Cisco Systems Inc. on Friday agreed to acquire intrusion-prevention software vendor Okena Inc. for $154 million in stock.
The deal is an interesting one for Cisco, which has traditionally focused far more energy and resources on its huge networking business than its VPN and firewall lines. But the purchase sends a clear signal that the San Jose, Calif., company sees the security business as a key to its future health given the brutal slump thats been affecting the networking market.
Okena, based in Waltham, Mass., has emerged as one of the leaders of the small, but growing market for intrusion-prevention software. The companys StormWatch system uses an agent-based architecture to intercept operating system calls and regulate the behavior of applications and other network resources. It relies heavily on the ability to correlate data culled from dozens of security and network devices and to react to emerging threats as they occur.

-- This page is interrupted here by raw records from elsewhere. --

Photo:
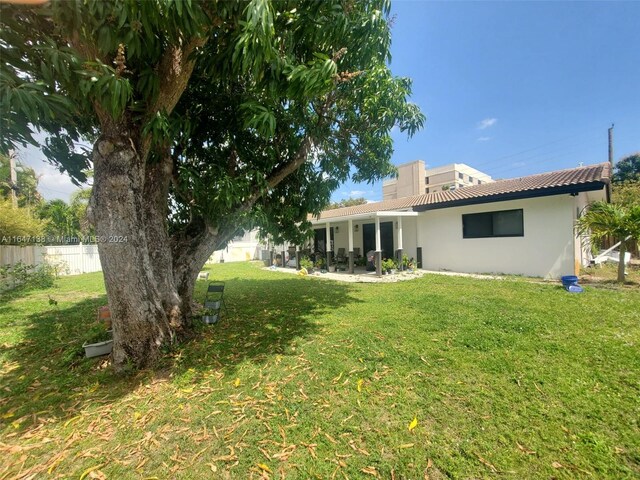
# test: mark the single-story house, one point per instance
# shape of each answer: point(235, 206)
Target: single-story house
point(521, 226)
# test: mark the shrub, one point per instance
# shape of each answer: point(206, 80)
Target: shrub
point(305, 262)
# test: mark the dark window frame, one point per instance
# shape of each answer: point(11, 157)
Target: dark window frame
point(467, 218)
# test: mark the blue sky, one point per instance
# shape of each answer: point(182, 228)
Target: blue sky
point(510, 88)
point(516, 88)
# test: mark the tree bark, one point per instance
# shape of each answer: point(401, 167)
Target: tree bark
point(140, 322)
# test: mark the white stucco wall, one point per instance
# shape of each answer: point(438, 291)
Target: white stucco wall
point(409, 242)
point(547, 248)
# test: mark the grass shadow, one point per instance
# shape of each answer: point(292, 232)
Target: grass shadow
point(265, 318)
point(46, 377)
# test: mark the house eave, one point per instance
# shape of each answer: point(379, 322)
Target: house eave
point(502, 197)
point(365, 216)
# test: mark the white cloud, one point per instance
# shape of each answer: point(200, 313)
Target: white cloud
point(52, 184)
point(486, 123)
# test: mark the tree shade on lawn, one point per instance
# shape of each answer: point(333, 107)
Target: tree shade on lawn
point(206, 118)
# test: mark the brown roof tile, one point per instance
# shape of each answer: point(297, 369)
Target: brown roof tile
point(540, 182)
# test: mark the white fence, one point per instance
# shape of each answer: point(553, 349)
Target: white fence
point(68, 259)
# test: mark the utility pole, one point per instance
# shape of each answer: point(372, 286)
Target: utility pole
point(610, 162)
point(611, 145)
point(13, 178)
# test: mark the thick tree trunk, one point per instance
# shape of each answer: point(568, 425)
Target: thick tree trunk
point(137, 298)
point(156, 192)
point(621, 265)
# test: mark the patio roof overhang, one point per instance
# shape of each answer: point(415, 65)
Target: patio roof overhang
point(365, 216)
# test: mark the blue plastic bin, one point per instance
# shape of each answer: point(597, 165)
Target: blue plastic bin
point(569, 280)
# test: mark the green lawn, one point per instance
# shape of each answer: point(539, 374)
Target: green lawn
point(314, 379)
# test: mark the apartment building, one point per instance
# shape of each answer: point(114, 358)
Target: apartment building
point(415, 179)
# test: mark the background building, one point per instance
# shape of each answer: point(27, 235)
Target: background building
point(415, 179)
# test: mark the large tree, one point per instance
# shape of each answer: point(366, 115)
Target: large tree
point(621, 222)
point(207, 118)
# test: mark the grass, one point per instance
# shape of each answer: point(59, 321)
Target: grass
point(314, 379)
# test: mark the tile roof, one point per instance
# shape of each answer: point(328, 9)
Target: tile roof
point(582, 178)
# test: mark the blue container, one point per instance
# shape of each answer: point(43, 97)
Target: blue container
point(569, 280)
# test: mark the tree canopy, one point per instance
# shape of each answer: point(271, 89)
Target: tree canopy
point(27, 183)
point(627, 169)
point(207, 118)
point(604, 219)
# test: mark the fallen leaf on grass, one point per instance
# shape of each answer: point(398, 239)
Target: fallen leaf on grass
point(89, 470)
point(525, 450)
point(413, 424)
point(264, 467)
point(487, 463)
point(370, 471)
point(226, 458)
point(330, 438)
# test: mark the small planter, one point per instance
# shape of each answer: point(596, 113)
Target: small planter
point(98, 349)
point(210, 319)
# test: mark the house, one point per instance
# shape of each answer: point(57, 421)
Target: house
point(415, 179)
point(521, 226)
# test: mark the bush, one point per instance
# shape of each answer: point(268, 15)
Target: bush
point(22, 276)
point(305, 262)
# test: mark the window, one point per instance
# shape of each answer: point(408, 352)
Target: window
point(505, 223)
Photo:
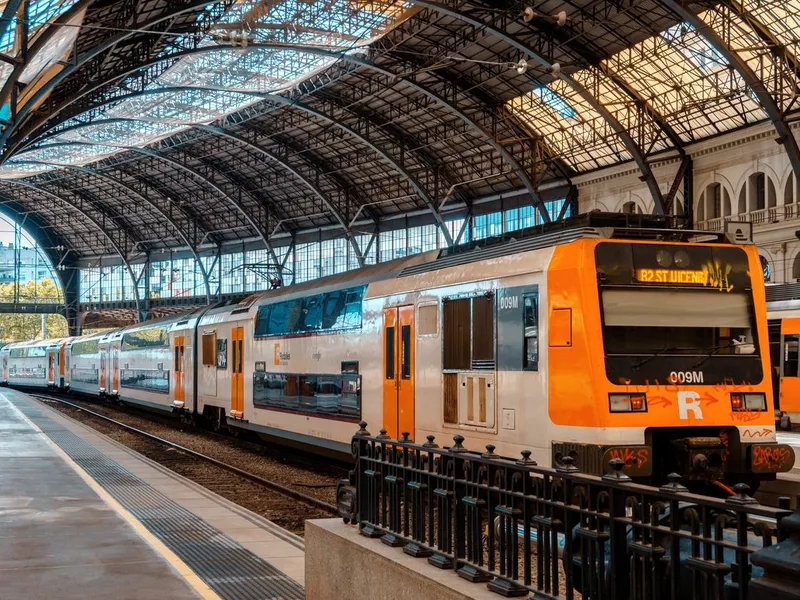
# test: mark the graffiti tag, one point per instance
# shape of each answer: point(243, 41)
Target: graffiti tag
point(770, 458)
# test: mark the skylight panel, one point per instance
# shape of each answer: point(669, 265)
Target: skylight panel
point(554, 101)
point(333, 23)
point(694, 47)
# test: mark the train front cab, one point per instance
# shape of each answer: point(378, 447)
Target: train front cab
point(789, 371)
point(672, 339)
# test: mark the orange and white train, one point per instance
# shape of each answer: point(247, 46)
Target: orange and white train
point(597, 343)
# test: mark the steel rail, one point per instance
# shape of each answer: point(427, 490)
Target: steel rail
point(277, 487)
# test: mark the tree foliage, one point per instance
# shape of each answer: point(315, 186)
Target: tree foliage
point(21, 327)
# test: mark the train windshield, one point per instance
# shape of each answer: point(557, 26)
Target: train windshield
point(672, 309)
point(646, 322)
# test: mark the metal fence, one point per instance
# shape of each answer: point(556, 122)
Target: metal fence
point(524, 529)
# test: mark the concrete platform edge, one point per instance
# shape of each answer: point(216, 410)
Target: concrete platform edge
point(340, 563)
point(196, 583)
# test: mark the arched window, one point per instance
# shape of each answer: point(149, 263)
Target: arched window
point(714, 201)
point(743, 201)
point(766, 268)
point(788, 191)
point(762, 192)
point(701, 208)
point(796, 268)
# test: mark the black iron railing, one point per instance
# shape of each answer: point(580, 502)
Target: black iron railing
point(525, 529)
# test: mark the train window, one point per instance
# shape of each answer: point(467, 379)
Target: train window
point(790, 355)
point(84, 347)
point(153, 380)
point(530, 324)
point(468, 332)
point(311, 315)
point(389, 342)
point(405, 340)
point(222, 353)
point(332, 395)
point(428, 319)
point(333, 309)
point(209, 349)
point(28, 352)
point(154, 337)
point(456, 316)
point(321, 312)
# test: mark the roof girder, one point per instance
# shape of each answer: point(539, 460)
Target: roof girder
point(452, 9)
point(284, 164)
point(99, 226)
point(785, 135)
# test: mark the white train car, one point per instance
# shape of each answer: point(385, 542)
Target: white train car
point(548, 344)
point(152, 364)
point(82, 364)
point(278, 364)
point(4, 352)
point(36, 364)
point(56, 364)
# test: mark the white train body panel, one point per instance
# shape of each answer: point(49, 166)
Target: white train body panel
point(147, 368)
point(83, 364)
point(35, 364)
point(523, 393)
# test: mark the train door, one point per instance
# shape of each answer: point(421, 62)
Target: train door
point(237, 378)
point(179, 369)
point(115, 369)
point(789, 395)
point(62, 354)
point(398, 366)
point(103, 358)
point(51, 367)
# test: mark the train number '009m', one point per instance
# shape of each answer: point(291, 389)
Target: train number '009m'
point(686, 377)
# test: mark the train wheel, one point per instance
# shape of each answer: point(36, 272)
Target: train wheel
point(214, 418)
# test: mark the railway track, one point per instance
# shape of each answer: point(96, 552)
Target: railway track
point(277, 501)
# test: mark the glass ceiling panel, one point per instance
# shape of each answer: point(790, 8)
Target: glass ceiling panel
point(221, 78)
point(781, 17)
point(573, 129)
point(688, 83)
point(779, 82)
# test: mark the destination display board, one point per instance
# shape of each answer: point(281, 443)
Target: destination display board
point(724, 268)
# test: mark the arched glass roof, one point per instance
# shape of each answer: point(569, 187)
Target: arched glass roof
point(217, 79)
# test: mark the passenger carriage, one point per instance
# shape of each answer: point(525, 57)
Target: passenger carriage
point(37, 364)
point(82, 357)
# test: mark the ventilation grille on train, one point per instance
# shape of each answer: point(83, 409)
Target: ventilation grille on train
point(500, 250)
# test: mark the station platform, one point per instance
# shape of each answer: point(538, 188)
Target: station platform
point(82, 516)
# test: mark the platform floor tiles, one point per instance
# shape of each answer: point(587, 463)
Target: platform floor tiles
point(82, 516)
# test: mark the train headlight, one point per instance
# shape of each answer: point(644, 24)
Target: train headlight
point(748, 402)
point(627, 402)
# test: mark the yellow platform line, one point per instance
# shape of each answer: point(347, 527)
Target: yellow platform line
point(181, 567)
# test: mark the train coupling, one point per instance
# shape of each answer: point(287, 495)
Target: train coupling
point(702, 457)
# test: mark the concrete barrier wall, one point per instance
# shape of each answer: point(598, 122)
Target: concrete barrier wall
point(340, 563)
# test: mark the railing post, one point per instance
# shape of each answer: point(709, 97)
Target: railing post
point(781, 565)
point(618, 538)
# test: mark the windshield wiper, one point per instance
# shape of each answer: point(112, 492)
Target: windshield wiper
point(711, 352)
point(652, 356)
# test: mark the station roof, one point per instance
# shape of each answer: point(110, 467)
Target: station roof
point(138, 125)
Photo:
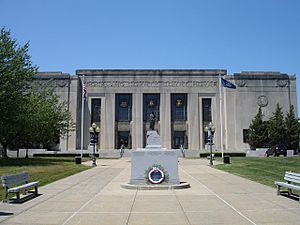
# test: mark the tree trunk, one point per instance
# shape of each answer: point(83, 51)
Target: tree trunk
point(4, 151)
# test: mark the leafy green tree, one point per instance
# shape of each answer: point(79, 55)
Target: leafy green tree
point(258, 133)
point(276, 127)
point(31, 114)
point(292, 129)
point(15, 69)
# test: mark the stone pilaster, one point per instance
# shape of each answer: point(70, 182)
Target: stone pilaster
point(165, 120)
point(193, 122)
point(137, 123)
point(109, 122)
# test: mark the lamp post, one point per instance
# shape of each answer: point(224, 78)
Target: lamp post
point(94, 132)
point(210, 129)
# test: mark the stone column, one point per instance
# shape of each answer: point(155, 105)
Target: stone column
point(137, 123)
point(102, 124)
point(216, 121)
point(165, 120)
point(109, 122)
point(201, 143)
point(193, 122)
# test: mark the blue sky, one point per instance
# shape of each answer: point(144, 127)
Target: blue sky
point(237, 35)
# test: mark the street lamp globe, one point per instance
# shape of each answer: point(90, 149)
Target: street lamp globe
point(210, 129)
point(94, 132)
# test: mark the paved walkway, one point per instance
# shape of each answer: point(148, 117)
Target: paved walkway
point(95, 197)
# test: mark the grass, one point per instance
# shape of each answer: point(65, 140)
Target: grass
point(44, 170)
point(264, 170)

Okena, which launched its product line in April 2001, was one of the first vendors to develop a product with these capabilities and to exploit the growing dissatisfaction among systems administrators with traditional intrusion detection systems. The intrusion-prevention category has since drawn the attention of bigger companies such as Internet Security Systems Inc., which recently announced its own Dynamic Threat Protection platform, and Symantec Corp., which last year acquired SecurityFocus and its DeepSight Threat Management System.
Cisco officials said they expect to close the acquisition in the third quarter and anticipate taking a charge of about $0.01 per share to cover some costs associated with the purchase.
Okenas 52 employees will move to Ciscos Virtual Private Network and Security Business Unit.